"Utilization analysis of health care resources must be free of bias, methodologically sound, and relevant to current practice," writes Deepak A. Kapoor, MD.
Editor's note: The below letter was written in response to the Urology Times article "IMRT ownership appears to influence PCa treatment."
To the editor:
The issue of financial incentives in fee-for-service medicine impacting clinical decision-making is an important one; regrettably, the conclusions of Borza et al (“IMRT ownership appears to influence PCa treatment,” October 2018, page 6) rely on antiquated data using flawed methodology that does little to contribute to this discussion-this analysis has been previously refuted in detail when it was initially published (Eur Urol 2018; 73:491-8; Eur Urol 2018; 73:499-501 [comment]).
At its core, the study’s methodology for assigning intensity-modulated radiation therapy ownership to a urologic group is unsound. The authors determined ownership of IMRT based simply on the mention of radiation services on practice websites at a single point in 2012-furthermore, they made no effort to determine the nature of the financial relationship between the group and radiation facility, or whether the groups ceased or commenced radiation services after that time. As such, groups with partial ownership or even no ownership at all (but with co-marketing agreements) would be considered identical to groups with full ownership. Conflating what may be complex business relationships and then assigning uniform financial motives to clinical decision-making based on a mere website mention lacks academic rigor.
The authors’ definition of single- or multispecialty group practice (MSG) further compounds these errors. The authors’ definition of an MSG is overly narrow as it based on inclusion of a primary care physician; however, many MSGs are comprised of different medical or surgical specialists without a PCP. Consequently, the authors did not identify a single MSG in the U.S. with ownership of radiation services.

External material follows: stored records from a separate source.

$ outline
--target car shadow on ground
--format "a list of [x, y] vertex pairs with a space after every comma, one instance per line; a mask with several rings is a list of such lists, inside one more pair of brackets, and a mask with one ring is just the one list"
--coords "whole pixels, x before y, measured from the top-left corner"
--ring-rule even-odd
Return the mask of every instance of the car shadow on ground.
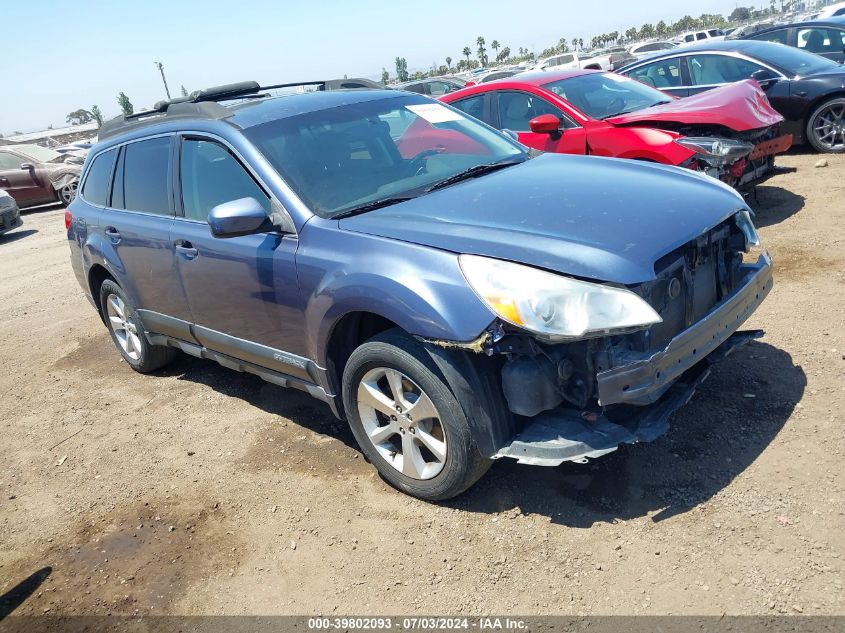
[[757, 228], [779, 224], [804, 208], [804, 196], [781, 187], [757, 187], [756, 195], [748, 201], [754, 209]]
[[262, 411], [286, 418], [314, 433], [334, 437], [358, 450], [349, 425], [338, 420], [327, 404], [303, 391], [279, 387], [253, 374], [232, 371], [214, 361], [187, 354], [179, 354], [172, 365], [157, 374], [206, 385], [227, 397], [239, 398]]
[[503, 459], [448, 505], [484, 513], [519, 509], [580, 528], [649, 515], [668, 519], [706, 502], [752, 464], [789, 419], [806, 382], [789, 354], [749, 343], [713, 367], [654, 443], [557, 468]]
[[35, 235], [36, 233], [38, 233], [38, 229], [24, 229], [23, 231], [12, 231], [11, 233], [0, 235], [0, 244], [10, 244], [12, 242], [17, 242], [18, 240], [22, 240], [23, 238], [29, 237], [30, 235]]
[[[159, 375], [207, 385], [358, 450], [346, 422], [303, 392], [187, 355]], [[648, 515], [667, 519], [706, 502], [753, 463], [792, 415], [806, 383], [788, 353], [749, 343], [713, 367], [673, 416], [669, 433], [654, 443], [625, 445], [589, 464], [557, 468], [503, 459], [445, 505], [483, 513], [518, 508], [583, 528]]]
[[52, 572], [52, 567], [42, 567], [24, 578], [6, 593], [0, 595], [0, 620], [21, 606], [47, 580], [47, 577]]

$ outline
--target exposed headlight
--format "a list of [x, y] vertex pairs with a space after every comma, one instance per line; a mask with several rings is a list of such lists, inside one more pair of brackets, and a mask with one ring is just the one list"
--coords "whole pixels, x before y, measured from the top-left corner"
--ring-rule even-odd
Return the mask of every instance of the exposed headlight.
[[739, 211], [734, 216], [734, 221], [745, 236], [745, 250], [752, 246], [760, 246], [760, 236], [757, 235], [757, 229], [754, 228], [754, 222], [751, 220], [751, 213], [747, 209]]
[[730, 163], [743, 156], [748, 156], [754, 150], [751, 143], [730, 138], [683, 136], [675, 142], [697, 154], [701, 154], [705, 160], [715, 159], [718, 162]]
[[549, 340], [620, 334], [662, 321], [624, 288], [477, 255], [459, 261], [469, 285], [498, 317]]

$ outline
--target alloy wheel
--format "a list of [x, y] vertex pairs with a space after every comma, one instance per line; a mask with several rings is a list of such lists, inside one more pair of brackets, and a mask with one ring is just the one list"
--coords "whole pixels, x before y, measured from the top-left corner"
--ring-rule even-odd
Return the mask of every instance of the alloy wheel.
[[141, 358], [141, 339], [138, 338], [138, 328], [132, 320], [132, 315], [126, 303], [116, 294], [110, 294], [106, 299], [106, 313], [109, 327], [117, 339], [121, 349], [132, 360]]
[[64, 204], [70, 204], [73, 201], [76, 197], [76, 188], [78, 186], [78, 183], [72, 182], [59, 189], [59, 196]]
[[358, 385], [358, 414], [379, 455], [412, 479], [432, 479], [446, 464], [446, 429], [431, 398], [397, 369], [377, 367]]
[[813, 118], [816, 142], [831, 152], [845, 149], [845, 100], [822, 108]]

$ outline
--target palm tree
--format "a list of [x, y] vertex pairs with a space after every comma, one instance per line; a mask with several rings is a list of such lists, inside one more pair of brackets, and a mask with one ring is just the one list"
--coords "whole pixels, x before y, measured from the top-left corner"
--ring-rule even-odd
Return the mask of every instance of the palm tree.
[[577, 37], [572, 38], [572, 48], [574, 48], [576, 51], [578, 50], [578, 38]]
[[462, 52], [464, 57], [467, 58], [467, 64], [469, 64], [469, 56], [472, 55], [472, 51], [469, 49], [469, 46], [464, 46], [464, 50]]
[[578, 38], [578, 48], [580, 48], [580, 49], [584, 48], [584, 38], [583, 37]]
[[446, 58], [446, 68], [448, 68], [449, 70], [452, 70], [452, 58], [451, 57]]
[[490, 43], [490, 48], [496, 52], [496, 59], [499, 59], [499, 40], [493, 40]]
[[486, 66], [487, 65], [487, 49], [484, 48], [484, 38], [479, 35], [476, 38], [475, 43], [478, 45], [478, 61], [482, 66]]

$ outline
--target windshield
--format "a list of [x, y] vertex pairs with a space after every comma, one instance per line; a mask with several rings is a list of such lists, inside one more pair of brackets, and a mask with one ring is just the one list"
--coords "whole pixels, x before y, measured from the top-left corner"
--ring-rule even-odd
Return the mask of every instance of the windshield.
[[321, 217], [423, 195], [473, 167], [528, 157], [476, 120], [411, 94], [278, 119], [244, 134]]
[[58, 152], [40, 145], [15, 145], [15, 151], [38, 163], [48, 163], [61, 156]]
[[612, 73], [569, 77], [544, 84], [543, 88], [594, 119], [606, 119], [670, 101], [670, 97], [659, 90]]
[[831, 68], [841, 68], [839, 62], [832, 59], [802, 51], [800, 48], [773, 42], [755, 42], [744, 49], [743, 52], [771, 66], [785, 70], [786, 74], [791, 77], [803, 77], [824, 72]]

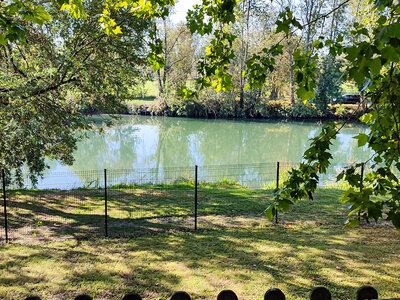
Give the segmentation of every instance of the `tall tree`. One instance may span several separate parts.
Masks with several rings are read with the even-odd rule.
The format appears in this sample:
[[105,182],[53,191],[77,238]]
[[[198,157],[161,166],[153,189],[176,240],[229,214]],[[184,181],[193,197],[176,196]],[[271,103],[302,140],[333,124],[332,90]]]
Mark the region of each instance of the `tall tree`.
[[[163,68],[156,71],[159,97],[166,104],[176,90],[192,75],[195,59],[193,37],[184,24],[174,25],[169,20],[158,20],[157,37],[162,40]],[[172,94],[171,94],[172,93]]]
[[[3,11],[12,9],[2,5]],[[118,39],[98,26],[100,1],[85,3],[85,19],[60,13],[56,2],[46,9],[52,22],[19,20],[16,26],[26,32],[19,40],[3,40],[0,52],[0,168],[20,179],[27,167],[33,181],[46,157],[72,163],[75,133],[90,125],[83,110],[118,111],[146,58],[146,20],[114,14],[126,32]]]
[[[317,24],[321,20],[326,21],[330,15],[349,2],[350,0],[343,0],[336,7],[303,24],[287,7],[279,14],[276,21],[276,33],[293,36],[296,31],[302,31],[311,24]],[[16,76],[12,83],[1,85],[2,92],[8,94],[0,97],[3,107],[1,126],[6,128],[1,132],[1,138],[7,141],[6,146],[2,146],[0,154],[3,166],[5,159],[9,159],[11,156],[22,156],[26,157],[25,161],[30,162],[29,167],[37,172],[40,166],[35,166],[33,161],[40,163],[43,162],[41,160],[43,156],[55,155],[57,153],[55,148],[57,150],[71,149],[70,142],[73,142],[71,140],[72,132],[67,129],[64,134],[61,132],[61,142],[57,143],[59,135],[53,135],[54,131],[50,124],[46,123],[47,120],[43,121],[39,118],[43,118],[46,112],[57,110],[55,108],[46,111],[43,110],[43,107],[51,106],[52,100],[56,101],[58,98],[54,96],[50,100],[44,100],[44,97],[37,98],[37,96],[43,95],[38,92],[48,92],[46,95],[50,97],[50,92],[77,80],[75,77],[77,74],[71,72],[66,76],[63,73],[61,76],[52,76],[50,79],[55,78],[57,81],[53,85],[47,86],[45,85],[47,81],[36,86],[31,85],[31,81],[28,80],[25,82],[28,85],[26,91],[17,87],[26,80],[24,79],[26,75],[24,68],[28,68],[26,65],[30,66],[30,60],[26,59],[25,61],[22,54],[21,61],[25,61],[25,65],[16,63],[14,57],[15,53],[18,53],[17,46],[20,46],[18,43],[23,42],[27,36],[27,31],[20,26],[25,22],[40,24],[47,18],[45,6],[40,5],[39,2],[34,3],[29,2],[24,5],[25,3],[22,1],[9,1],[6,4],[4,2],[0,4],[0,43],[7,48],[8,43],[15,43],[15,45],[11,45],[11,49],[6,49],[8,52],[5,52],[4,60],[7,61],[10,71],[12,70]],[[85,14],[85,7],[81,0],[59,0],[59,3],[62,4],[61,8],[69,10],[70,14],[77,18]],[[99,14],[100,24],[104,27],[106,34],[118,34],[122,27],[115,21],[116,18],[112,14],[114,11],[130,12],[134,16],[153,20],[155,17],[165,17],[174,1],[103,0],[101,3],[103,12]],[[393,0],[370,0],[368,3],[371,4],[373,22],[368,26],[362,22],[355,22],[351,31],[351,39],[344,40],[339,35],[336,39],[330,40],[322,36],[315,39],[311,45],[308,43],[306,49],[299,48],[294,51],[294,79],[298,86],[296,94],[303,101],[315,98],[315,75],[320,52],[318,50],[325,49],[332,57],[344,58],[345,78],[354,80],[358,85],[364,85],[364,90],[371,101],[372,111],[361,118],[370,131],[368,134],[359,134],[355,138],[358,140],[359,146],[367,145],[374,152],[373,157],[368,160],[368,162],[372,162],[372,169],[367,174],[365,181],[362,181],[361,174],[356,173],[356,168],[361,164],[350,166],[339,177],[339,179],[347,180],[351,186],[344,195],[344,201],[351,204],[349,224],[358,223],[354,216],[360,212],[363,218],[374,218],[375,220],[386,218],[400,228],[400,183],[392,170],[396,168],[400,171],[400,90],[398,89],[400,83],[400,3]],[[216,91],[226,91],[233,87],[229,65],[235,57],[232,45],[237,36],[225,29],[226,26],[236,21],[234,12],[237,4],[236,0],[203,0],[201,5],[189,12],[188,26],[191,33],[211,36],[205,55],[197,65],[199,77],[196,79],[196,87],[198,89],[214,87]],[[27,14],[26,11],[29,13]],[[34,29],[32,28],[33,33]],[[42,32],[42,34],[46,34],[46,32]],[[36,37],[39,40],[42,39],[40,34],[37,34]],[[160,56],[162,51],[160,51],[159,45],[160,41],[158,40],[150,44],[151,51],[147,55],[148,60],[156,69],[163,65],[163,58]],[[264,84],[268,74],[274,70],[276,58],[283,53],[282,48],[282,43],[278,42],[265,47],[247,61],[249,86],[260,87]],[[51,73],[53,70],[48,68],[45,60],[40,59],[39,56],[41,66],[46,68],[39,74],[39,77],[29,79],[40,80],[46,75],[46,72],[50,71],[49,73]],[[16,92],[15,95],[14,92]],[[183,88],[181,92],[187,98],[198,95],[197,90],[187,88]],[[26,101],[27,98],[34,99],[36,102]],[[27,103],[30,106],[27,106]],[[61,105],[58,106],[58,111],[60,111],[60,107]],[[40,113],[37,114],[37,120],[40,121],[27,122],[27,116],[38,111]],[[14,116],[15,113],[18,113],[17,117]],[[56,127],[69,125],[71,128],[77,128],[75,120],[79,121],[79,119],[74,119],[74,115],[71,114],[64,120],[65,123],[58,124]],[[19,123],[16,125],[16,122]],[[21,129],[22,135],[14,134],[14,131],[10,130],[11,127],[16,130]],[[327,124],[322,128],[321,134],[312,140],[309,149],[304,153],[300,166],[290,172],[282,189],[276,190],[275,203],[266,210],[268,217],[272,218],[277,210],[289,209],[295,201],[304,197],[312,198],[318,185],[319,174],[326,172],[332,157],[331,140],[336,138],[341,128],[343,125]],[[47,133],[50,134],[47,135]],[[14,146],[8,142],[10,137],[15,142],[20,136],[25,136],[27,143],[16,149],[7,148],[10,145]],[[36,136],[37,140],[41,142],[39,145],[34,138]],[[27,150],[30,146],[44,147],[47,152],[42,151],[39,154],[29,152]],[[13,154],[7,154],[9,151],[13,151]],[[25,153],[25,151],[27,152]],[[37,160],[32,160],[31,155],[37,157]],[[17,165],[17,167],[19,166]],[[382,201],[375,201],[372,195],[386,196],[386,198]]]
[[242,41],[240,54],[240,92],[239,92],[239,108],[242,110],[244,106],[244,87],[246,85],[245,66],[249,55],[249,27],[250,27],[250,10],[252,0],[243,1],[242,12],[244,20],[241,26],[240,39]]

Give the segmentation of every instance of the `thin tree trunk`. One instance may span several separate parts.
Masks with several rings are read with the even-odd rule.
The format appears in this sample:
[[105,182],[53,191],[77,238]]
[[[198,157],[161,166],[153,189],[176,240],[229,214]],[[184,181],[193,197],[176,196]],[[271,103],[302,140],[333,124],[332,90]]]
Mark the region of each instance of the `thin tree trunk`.
[[165,83],[167,82],[168,72],[168,45],[167,45],[167,21],[164,19],[164,72],[163,72],[163,88],[165,89]]
[[[289,45],[290,47],[290,45]],[[295,104],[295,83],[294,83],[294,71],[292,69],[293,65],[293,50],[289,50],[289,64],[290,64],[290,105]]]
[[271,94],[269,94],[269,100],[277,100],[278,99],[278,88],[275,84],[272,85]]
[[[245,2],[243,2],[243,9],[244,9]],[[242,76],[244,71],[244,66],[247,61],[248,52],[249,52],[249,19],[250,19],[250,7],[251,7],[251,0],[248,0],[247,6],[247,16],[246,16],[246,39],[244,38],[244,32],[242,27],[242,48],[244,48],[244,56],[240,62],[240,98],[239,98],[239,107],[243,109],[244,107],[244,86],[246,84],[246,78]]]
[[[154,31],[155,31],[154,41],[156,41],[157,40],[157,23],[154,22],[153,25],[154,25]],[[156,74],[157,74],[157,82],[158,82],[158,96],[160,98],[162,98],[162,95],[164,93],[164,89],[163,89],[163,84],[162,84],[162,81],[161,81],[161,69],[158,69],[156,71]]]
[[160,98],[162,97],[164,91],[163,91],[163,85],[162,85],[162,81],[161,81],[161,71],[160,69],[157,70],[157,78],[158,78],[158,96],[160,96]]

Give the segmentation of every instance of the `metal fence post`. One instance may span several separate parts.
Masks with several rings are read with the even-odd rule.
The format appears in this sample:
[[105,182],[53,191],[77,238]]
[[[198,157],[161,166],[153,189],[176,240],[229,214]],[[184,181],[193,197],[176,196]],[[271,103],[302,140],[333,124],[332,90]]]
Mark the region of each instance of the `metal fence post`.
[[197,230],[197,170],[196,165],[194,168],[194,230]]
[[4,203],[4,231],[6,235],[6,243],[8,243],[8,222],[7,222],[7,198],[6,198],[6,174],[1,169],[1,179],[3,182],[3,203]]
[[361,164],[361,186],[360,186],[360,192],[363,190],[363,181],[364,181],[364,163]]
[[[279,189],[279,161],[276,162],[276,189]],[[278,224],[278,209],[275,207],[275,224]]]
[[106,237],[108,237],[107,217],[107,169],[104,169],[104,230]]
[[[360,192],[363,190],[363,180],[364,180],[364,163],[361,163],[361,180],[360,180]],[[361,221],[361,211],[358,212],[358,222]]]

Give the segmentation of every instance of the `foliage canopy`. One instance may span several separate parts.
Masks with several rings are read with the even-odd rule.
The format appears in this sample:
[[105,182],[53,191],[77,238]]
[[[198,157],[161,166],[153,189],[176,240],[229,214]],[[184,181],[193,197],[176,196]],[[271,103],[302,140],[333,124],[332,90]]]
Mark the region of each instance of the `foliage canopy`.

Furthermore, the authors did not consider patient preference or appropriateness of treatment. The proportion of patients without identified curative intent was 23.7% and 28.1% in ownership and non-ownership groups, respectively. It would have been important to ascertain the effect that case mix could have had on this small differential.
In addition, the authors did not consider that the mechanics of patient decision-making in integrated urology practices differs substantially from groups where multidisciplinary services are not offered. Integrated urology practices typically include a radiation oncologist in the decision-making process, which has been documented to influence the decision of whether to have surgery or radiation as the initial modality of care for localized prostate cancer (Arch Intern Med 2010; 170:440-50; J Urol 2012; 187:103-8).
Utilization analysis of health care resources must be free of bias, methodologically sound, and relevant to current practice; regrettably, this manuscript meets none of these criteria. Given the relatively small number of urologists nationally and the increasing need for urologic services as our population ages, we have a unique opportunity to work together as a specialty to create novel care paradigms that utilize real data to optimize resource use and enhance outcomes by providing services where they are most effectively and efficiently delivered. The future health and well-being of our specialty, and more importantly our patients, demands it.